David | 66 comments Yeah, the 1st time I started it when I was 19 or 20, I got like 20 pages in before I closed it and didn't actually read it until several years had gone by. I fell in love with the book and series after that. Frank Herbert was a bit odd, but I think probably a genius. Good stuff. :)


message 28: by Allan (new)

Allan Phillips | 1793 comments Mod
Yes, I misspoke. I meant back-to-back-to-back.... I'm a stickler for reading things in proper sequence, but my dog has a better attention span. No matter how good they are, I might not be able to read more than 2-3 together. I'm easily distracted to all those other books on my shelves that constantly call to me.

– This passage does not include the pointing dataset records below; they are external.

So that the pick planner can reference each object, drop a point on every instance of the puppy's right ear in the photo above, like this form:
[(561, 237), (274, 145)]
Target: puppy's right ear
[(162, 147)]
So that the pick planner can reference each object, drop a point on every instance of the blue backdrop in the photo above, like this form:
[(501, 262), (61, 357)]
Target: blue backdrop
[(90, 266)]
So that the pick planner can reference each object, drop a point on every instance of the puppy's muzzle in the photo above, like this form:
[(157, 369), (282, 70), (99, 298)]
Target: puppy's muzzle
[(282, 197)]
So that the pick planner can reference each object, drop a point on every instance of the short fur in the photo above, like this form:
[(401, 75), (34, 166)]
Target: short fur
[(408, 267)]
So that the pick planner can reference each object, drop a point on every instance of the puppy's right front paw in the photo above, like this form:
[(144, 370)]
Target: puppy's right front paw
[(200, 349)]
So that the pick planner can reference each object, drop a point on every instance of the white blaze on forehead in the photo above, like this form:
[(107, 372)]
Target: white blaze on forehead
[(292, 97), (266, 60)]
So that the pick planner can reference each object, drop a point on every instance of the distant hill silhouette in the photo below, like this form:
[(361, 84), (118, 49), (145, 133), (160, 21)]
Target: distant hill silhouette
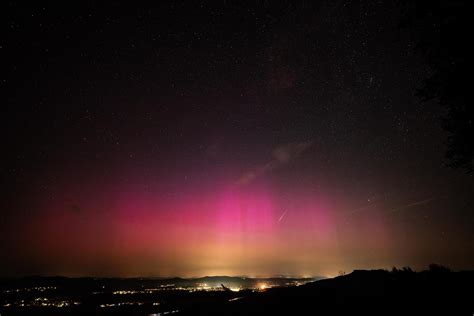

message 29: by Kateblue, 2nd star to the right and straight on til morning (new)

Kateblue | 3543 comments Mod
Allen, I know, it's like your dog when there are several squirrels on different sides of the yard. My husband calls it "squirrel syndrome" "Oh, I can do that, or I can do that, ooo!" So nothing ever gets all the way done. At least you are finishing these books!


message 30: by Allan (new)

Allan Phillips | 1793 comments Mod
I am right there with you. It takes me a monumental effort to finish a book without starting 3 others. I still have 3-4 going at once, all at about the same %. If one pulls ahead or picks up momentum, I charge forward on that one. When I get towards 75%, I know I'm in the home stretch and can finish if I can muster a little focus.


message 31: by Kateblue, 2nd star to the right and straight on til morning (new)

Kateblue | 3543 comments Mod
I never used to read more than one at a time. I'm blaming it on GR. But at least I have more fun things to read.


message 32: by Kalin (new)

Kalin | 565 comments I usually read more than one at a time because I read some tougher nonfiction that requires more breaks and slower pacing. Fiction I can plow through no problem but then I'd get bogged down for weeks with one nonfic, so I bounce back and forth between the easier and harder reads.